Tata Steel’s UK unit is raising about $275 million (£200 million) through an offshore syndicated loan from a group of banks including Axis Bank, Citi, Mitsubishi UFJ Financial Group (MUFG), and HSBC, three people familiar with the matter told ET.

The proceeds will be used for working capital credit even as the business is gradually returning to normalcy with restrictions on people’s movement being lifted, they said.

“The loan is marked as revolving credit facility (RCF), and the syndication agreement was signed last week,” one of them told ET.

The loan – denominated in pound sterling – has likely been priced at 175 basis points (1.75 percentage points) higher than the London Interbank Offered Rate (Libor), a global rate gauge.

“The discussions with banks are in relation to working capital limits provided by a consortium of banks for the UK business, which may or may not be utilised as part of day-to-day operating requirements,” a

spokesperson said. “Tata Steel continues to be focused on deleveraging its balance sheet.”

Individual banks could not be immediately contacted for comments.

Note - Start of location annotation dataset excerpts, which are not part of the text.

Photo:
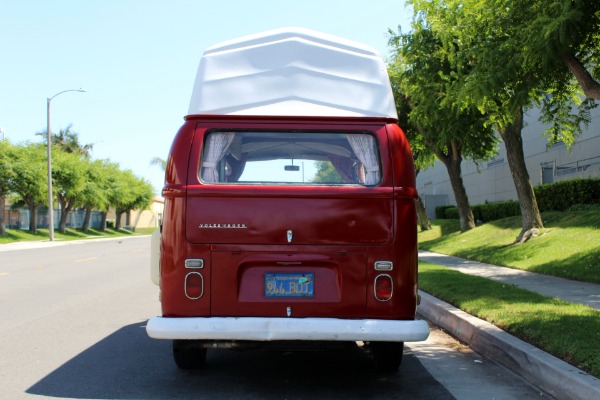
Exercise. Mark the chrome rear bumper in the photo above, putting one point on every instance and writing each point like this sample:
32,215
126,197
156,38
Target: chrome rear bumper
270,329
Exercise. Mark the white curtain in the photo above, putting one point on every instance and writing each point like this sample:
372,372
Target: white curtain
364,148
216,147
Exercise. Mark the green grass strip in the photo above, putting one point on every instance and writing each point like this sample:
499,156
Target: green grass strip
569,246
568,331
17,235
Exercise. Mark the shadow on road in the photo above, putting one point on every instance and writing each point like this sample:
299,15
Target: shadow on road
129,365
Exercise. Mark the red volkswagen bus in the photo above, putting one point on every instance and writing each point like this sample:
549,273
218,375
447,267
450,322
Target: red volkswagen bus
289,204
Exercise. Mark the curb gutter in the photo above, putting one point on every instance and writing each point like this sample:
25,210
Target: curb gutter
544,371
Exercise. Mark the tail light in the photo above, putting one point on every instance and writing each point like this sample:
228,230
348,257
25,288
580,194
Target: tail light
194,285
384,287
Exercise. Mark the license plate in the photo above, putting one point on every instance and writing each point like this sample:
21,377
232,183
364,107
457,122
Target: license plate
288,285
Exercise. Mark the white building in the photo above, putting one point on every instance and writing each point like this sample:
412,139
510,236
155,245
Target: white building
493,182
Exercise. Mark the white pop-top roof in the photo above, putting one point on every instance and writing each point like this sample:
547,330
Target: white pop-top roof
292,72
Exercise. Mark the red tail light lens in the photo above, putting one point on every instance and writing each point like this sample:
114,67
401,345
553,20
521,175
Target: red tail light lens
194,285
384,287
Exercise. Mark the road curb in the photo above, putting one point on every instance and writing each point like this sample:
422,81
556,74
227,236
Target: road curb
544,371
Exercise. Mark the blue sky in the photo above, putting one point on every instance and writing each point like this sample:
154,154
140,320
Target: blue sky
137,61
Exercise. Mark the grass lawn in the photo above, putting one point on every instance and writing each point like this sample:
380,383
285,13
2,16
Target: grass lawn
568,331
569,246
17,235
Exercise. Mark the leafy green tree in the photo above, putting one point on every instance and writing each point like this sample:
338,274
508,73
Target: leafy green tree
161,162
420,68
68,141
7,176
95,190
130,193
69,181
504,63
31,183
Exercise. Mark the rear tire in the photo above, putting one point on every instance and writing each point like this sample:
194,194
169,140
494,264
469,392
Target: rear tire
387,355
189,354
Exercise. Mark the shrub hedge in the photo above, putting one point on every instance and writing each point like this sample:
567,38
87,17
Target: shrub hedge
559,196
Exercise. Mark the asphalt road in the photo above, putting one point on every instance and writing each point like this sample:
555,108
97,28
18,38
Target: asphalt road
72,325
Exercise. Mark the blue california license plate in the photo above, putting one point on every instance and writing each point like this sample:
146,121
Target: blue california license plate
286,284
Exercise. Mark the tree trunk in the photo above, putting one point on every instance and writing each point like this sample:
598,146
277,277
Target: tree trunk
2,223
33,218
86,219
588,84
103,222
452,161
530,213
118,214
422,216
64,213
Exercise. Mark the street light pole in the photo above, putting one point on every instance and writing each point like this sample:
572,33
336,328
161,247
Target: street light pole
50,202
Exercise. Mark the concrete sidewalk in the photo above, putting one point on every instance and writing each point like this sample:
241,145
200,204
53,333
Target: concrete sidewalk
544,371
564,289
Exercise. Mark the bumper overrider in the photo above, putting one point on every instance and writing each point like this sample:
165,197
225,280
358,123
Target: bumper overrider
270,329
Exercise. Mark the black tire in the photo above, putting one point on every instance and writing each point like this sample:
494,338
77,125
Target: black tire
387,355
189,354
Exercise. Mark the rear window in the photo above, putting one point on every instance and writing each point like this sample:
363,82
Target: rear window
298,158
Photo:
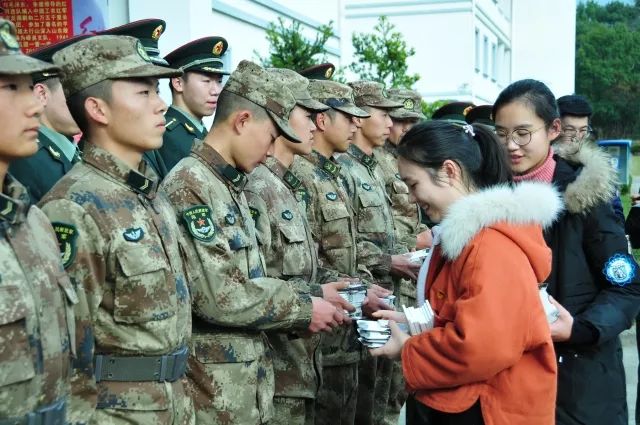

An RCF offers more flexibility than a term loan. It enables a company to draw the credit, use it to fund its business, repay it, and then withdraw it again whenever it requires.

With rates plunging to record lows, any offshore credit offers cheaper funding cost, particularly when it does to have any obligation for covering any foreign exchange risk.

The three-month Libor nearly halved since beginning of this calendar year to 0.13% in June.

The UK business is part of Tata Steel Europe (formerly Corus Group). The company is currently in the process of splitting its Europe business into Tata Steel Netherlands and Tata Steel UK.

The transformation programme is focused on building a profitable, resilient and sustainable business in the future, Tata Steel chairman N Chandrasekaran had said about two weeks ago.

Tata Steel is reportedly renovating its Corby steel tube making site in the UK’s East Midlands as it sees future potential.

Work at the 150-acre site – which produces vital products for everything from sports stadium and iconic skyscrapers such as the Shard in London to hospital beds and renewable green energy schemes around the world – resumed a few months ago.

Price of iron ore, a key ingredient in steel making, in the global market shot up to a record high two months ago amid rising demand for steel. Steel companies have been trying to benefit out of it by increasing steel prices.

Fitch Ratings had in May upgraded Tata Steel’s issuer default rating (IDR) to ‘BB’ from ‘BB-’. The global rating agency, in a note on May 19, had cited “significant improvement” in the company’s financial profile — driven by a jump in margins following a faster-than-expected recovery in the global steel market from the impact of the pandemic — and “turnaround in European operations” among others for the upgrade.

Earlier in April, Moody’s Investor Services had downgraded Tata Steel UK Holdings Ltd’s corporate family rating (CFR) to B3 from B2.